I cheated!!! I went to a party at a swanky bar. First, I had three glasses of pinot noir. I felt somewhat guilty, but everyone (including my sister) was saying, “It’s ok! Live a little! It’s just wine!” Well, after three glasses I was no longer operating under sound judgement, so I ate a few slices of pizza and a big bowl of spaghetti. A few hours passed and I began to feel SO guilty. I was very upset with myself. I was also upset with my friends who had urged me to “let loose.” I had eight solid days under my belt and now it’s all out the window because I have to start this whole thing over.
And then I woke up.
Yep, that was my super fun dream last night! It was so vivid that I woke up still feeling guilty and ashamed and so bummed that I needed to start back at square one today. Thankfully, here I am, drinking my coffee and eating my Whole30 approved coconut Lara Bar, and all is still right with the world.

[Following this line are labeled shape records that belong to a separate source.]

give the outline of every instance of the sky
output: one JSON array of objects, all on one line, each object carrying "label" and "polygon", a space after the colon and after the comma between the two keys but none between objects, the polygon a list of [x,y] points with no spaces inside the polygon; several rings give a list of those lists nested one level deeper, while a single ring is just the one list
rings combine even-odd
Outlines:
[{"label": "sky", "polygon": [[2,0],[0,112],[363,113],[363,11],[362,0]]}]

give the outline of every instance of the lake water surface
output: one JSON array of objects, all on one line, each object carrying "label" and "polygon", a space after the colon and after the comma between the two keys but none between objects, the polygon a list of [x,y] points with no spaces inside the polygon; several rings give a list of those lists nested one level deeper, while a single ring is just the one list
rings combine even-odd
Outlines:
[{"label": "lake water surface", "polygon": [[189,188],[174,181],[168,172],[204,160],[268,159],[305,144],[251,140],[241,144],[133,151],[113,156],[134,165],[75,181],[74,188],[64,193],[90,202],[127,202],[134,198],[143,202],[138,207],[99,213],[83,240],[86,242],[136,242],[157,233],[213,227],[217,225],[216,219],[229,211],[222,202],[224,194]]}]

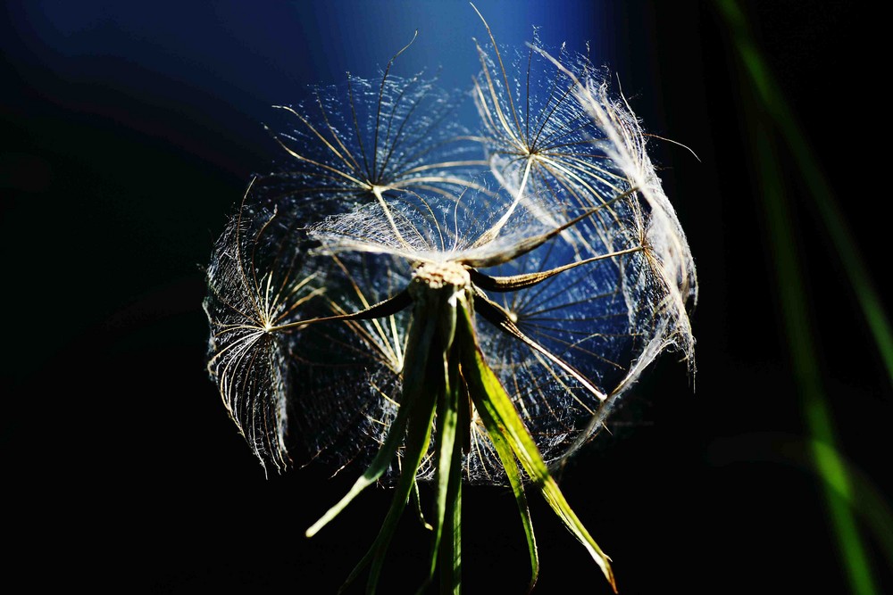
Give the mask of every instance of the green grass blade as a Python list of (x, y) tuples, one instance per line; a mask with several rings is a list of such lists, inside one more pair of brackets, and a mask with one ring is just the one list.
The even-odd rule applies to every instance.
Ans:
[(453, 445), (449, 488), (446, 491), (446, 511), (444, 537), (440, 543), (440, 593), (462, 593), (462, 443)]
[[(491, 417), (493, 433), (501, 435), (512, 447), (525, 473), (539, 488), (546, 501), (558, 515), (564, 526), (583, 544), (616, 591), (611, 559), (571, 509), (558, 484), (549, 475), (548, 467), (543, 461), (533, 437), (515, 410), (499, 378), (484, 360), (475, 339), (470, 312), (463, 310), (457, 318), (455, 340), (460, 343), (463, 377), (468, 384), (469, 393), (479, 414)], [(482, 411), (486, 413), (481, 413)]]
[(419, 523), (421, 523), (421, 526), (423, 526), (427, 531), (434, 531), (434, 527), (431, 526), (431, 524), (425, 520), (425, 513), (421, 511), (421, 496), (419, 494), (418, 483), (413, 486), (413, 493), (410, 497), (413, 499), (413, 504), (414, 504), (413, 508), (415, 508), (415, 515), (419, 517)]
[[(814, 441), (813, 462), (818, 473), (825, 480), (825, 501), (829, 508), (831, 525), (837, 537), (850, 590), (859, 595), (873, 595), (878, 591), (865, 547), (863, 544), (853, 508), (849, 506), (847, 498), (842, 496), (842, 494), (850, 493), (852, 490), (849, 473), (839, 457), (830, 454), (838, 451), (833, 416), (822, 383), (822, 372), (818, 364), (814, 330), (806, 310), (802, 306), (802, 304), (808, 302), (808, 297), (797, 252), (797, 242), (793, 232), (794, 223), (789, 212), (788, 198), (782, 190), (784, 186), (781, 172), (778, 169), (775, 135), (777, 132), (780, 132), (795, 153), (797, 151), (800, 151), (805, 154), (808, 153), (808, 150), (793, 124), (779, 121), (780, 117), (786, 117), (789, 115), (789, 112), (784, 106), (780, 95), (774, 90), (774, 82), (750, 37), (743, 14), (739, 10), (738, 5), (734, 0), (722, 0), (719, 2), (719, 6), (732, 31), (736, 47), (750, 83), (745, 86), (745, 93), (742, 95), (747, 96), (747, 93), (751, 87), (756, 90), (757, 96), (754, 100), (754, 103), (758, 107), (751, 107), (747, 113), (751, 120), (749, 128), (753, 131), (751, 136), (752, 149), (760, 173), (759, 179), (762, 187), (759, 194), (764, 200), (764, 209), (769, 228), (769, 241), (772, 244), (772, 253), (775, 255), (774, 264), (779, 298), (785, 331), (789, 337), (791, 366), (803, 399), (806, 426)], [(764, 115), (767, 113), (771, 116), (769, 120)], [(804, 169), (804, 167), (809, 166), (809, 163), (802, 161), (803, 155), (797, 158), (795, 154), (795, 158), (797, 159), (807, 183), (811, 184), (813, 178), (816, 177), (821, 178), (817, 169), (814, 170), (807, 167)], [(833, 203), (830, 194), (822, 190), (816, 195), (814, 189), (813, 190), (814, 198), (819, 204), (820, 211), (831, 212), (829, 211)], [(823, 217), (827, 217), (827, 215), (823, 215)], [(851, 276), (852, 282), (854, 271), (862, 270), (862, 265), (860, 259), (855, 255), (854, 245), (847, 237), (847, 234), (842, 236), (839, 234), (837, 237), (834, 237), (835, 233), (845, 229), (843, 220), (842, 219), (838, 219), (836, 222), (826, 220), (826, 225), (829, 225), (832, 240), (835, 242), (835, 246), (841, 258), (844, 259), (845, 269)], [(838, 232), (834, 232), (833, 228), (837, 228)], [(842, 244), (839, 245), (838, 242), (842, 242)], [(847, 262), (847, 259), (852, 259), (853, 261)], [(859, 283), (864, 285), (860, 285)], [(854, 287), (857, 293), (864, 292), (871, 293), (872, 291), (870, 291), (867, 276), (859, 280), (858, 283), (854, 282)], [(881, 354), (886, 359), (888, 354), (883, 352), (884, 344), (889, 343), (889, 336), (885, 339), (884, 335), (886, 333), (889, 335), (889, 328), (885, 330), (881, 325), (874, 330), (880, 333), (877, 336), (880, 336), (879, 344)], [(890, 362), (893, 362), (893, 359), (890, 359)], [(889, 363), (888, 367), (893, 371), (893, 365)]]
[(403, 514), (406, 504), (409, 501), (409, 495), (413, 492), (415, 484), (415, 474), (418, 473), (419, 466), (421, 464), (425, 454), (428, 452), (428, 446), (431, 439), (431, 426), (434, 421), (434, 409), (436, 399), (433, 391), (423, 391), (418, 395), (419, 401), (414, 407), (415, 413), (409, 421), (409, 427), (406, 432), (406, 443), (403, 457), (403, 471), (394, 491), (394, 498), (391, 500), (390, 508), (385, 516), (379, 534), (372, 542), (371, 547), (363, 559), (357, 563), (356, 566), (347, 576), (341, 586), (341, 592), (363, 572), (366, 566), (370, 566), (369, 581), (366, 585), (366, 592), (369, 595), (375, 593), (379, 576), (381, 574), (381, 566), (384, 564), (385, 554), (388, 546), (390, 544), (391, 537), (396, 529), (397, 522)]
[(415, 318), (421, 324), (413, 324), (409, 329), (406, 341), (406, 356), (404, 361), (403, 400), (396, 417), (391, 423), (385, 437), (385, 442), (379, 449), (372, 462), (366, 471), (360, 475), (350, 491), (345, 494), (338, 504), (330, 508), (320, 520), (307, 529), (307, 537), (313, 537), (320, 529), (328, 525), (333, 518), (344, 510), (361, 492), (374, 483), (384, 475), (394, 460), (397, 449), (406, 434), (406, 426), (410, 414), (414, 407), (415, 395), (422, 393), (425, 388), (425, 371), (428, 368), (429, 353), (438, 331), (438, 320), (433, 317)]
[[(476, 399), (480, 401), (480, 398)], [(524, 536), (527, 538), (527, 550), (530, 556), (530, 582), (528, 583), (527, 591), (533, 591), (539, 576), (539, 553), (537, 550), (537, 538), (533, 533), (533, 522), (530, 519), (530, 510), (527, 506), (527, 496), (524, 494), (524, 484), (518, 469), (518, 464), (514, 458), (512, 447), (508, 445), (499, 430), (499, 426), (486, 409), (479, 409), (480, 419), (484, 422), (493, 448), (502, 461), (505, 475), (508, 477), (509, 484), (512, 486), (512, 492), (518, 502), (518, 509), (521, 512), (521, 522), (524, 527)]]
[[(452, 478), (452, 466), (456, 463), (455, 436), (459, 419), (458, 410), (458, 362), (455, 358), (446, 358), (445, 368), (447, 368), (444, 378), (448, 384), (443, 391), (438, 403), (438, 435), (435, 451), (438, 453), (438, 468), (435, 474), (434, 484), (437, 495), (434, 499), (434, 540), (431, 545), (431, 558), (428, 571), (428, 581), (434, 577), (434, 570), (438, 564), (438, 552), (440, 550), (440, 539), (444, 528), (444, 515), (447, 506), (447, 489)], [(462, 465), (460, 459), (458, 464)], [(426, 582), (427, 584), (427, 582)]]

According to the Whole30 timeline , dreams and nightmares are typical during days 12-15. Woo hoo!! I’m advancing faster than normal.
Remember a couple days ago when everyone else was crabby and tired and my world was a freaking magical fairy tale? Well, on day 8 my Whole30 turned into ZeroDark30. Everyone annoyed me, I sassed the parking attendant for stating the obvious “that spot is open”…”yes, I can see that.” And I needed a long nap even after nine hours of sleep the night before. I ran into a curb and scratched my rim.
I don’t feel like “killing all the things,” but shit sucks a little bit. Here’s how:
- less patient
- more anxious
- stomach ache
- I look 3 months pregnant
- low energy
- irritable and agitated
- restless sleep
- spaced out
- less creative (This entry is boring pie with yawn sauce and I’m blaming it on the Whole30)
But I refuse to set up camp in the valley! Everything I read about the Whole30 assures me that these negatives are temporary. I’d be so happy about that, but I’m too crabby.